The technological measures Downing Street are asking for involve filters to be installed at ISPs, blocking images from being displayed on your browser. Technologists will tell you that no filtering system is perfect, and any Internet savvy system will find a way around the filters installed. They reveal what law academics T.J. Mcintyre and Colin Scott describe as a ‘deeper problem’ with filtering: they are ‘a very efficient mechanism for implementing rules, but not so good when it comes to standards’.

Internet providers like BT and Virgin Media actively cooperates in the Internet Watch Foundation’s program. BT stated, “‘[t]hrough our involvement with the Internet Watch Foundation, BT receives a daily list of child abuse sites which are then blocked, preventing customers from accidentally accessing them.”

In the UK, the IWF has been asking for wider remit to search for and remove web addresses where illegal and violent images are found. Using a system called Cleanfeed, it looks at individual web addresses rather than domain names. If the address is shown to be one to be worth of being blocked, then access to the webpage is blocked by the ISP. This filtering system blocks addresses and locations on the Internet, but it is a meaningless system when it comes to file-sharing systems and peer-to-peer networks – which are routinely used for sharing legal and illegal pornography.

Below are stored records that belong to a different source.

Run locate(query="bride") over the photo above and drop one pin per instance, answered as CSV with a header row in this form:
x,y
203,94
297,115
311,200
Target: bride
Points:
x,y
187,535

If the default-on setting remains, then on one level David Cameron is taking the UK in the same direction as the United Arab Emirates who also have a “default-on setting”. Theirs just can’t be turned off. One of the results of that policy in the UAE is a burgeoning black market for porn on DVD and pen drives. Porn finds a way. Filtering is a stupid solution to a problem only part of society thinks is a problem. As I stated in a previous post, there is no proof that there is a connection between offensive porn and real-world criminality.

Some would argue, that April Jones’s murderer would have still killed her even if there had been an "opt-in" filtering system in place. What will happen the next time a young girl gets murdered and it turns out that he had phoned his broadband ISP and asked for the porn filters to be removed? What will the government come up with then? A permanent Default On setting like the UAE?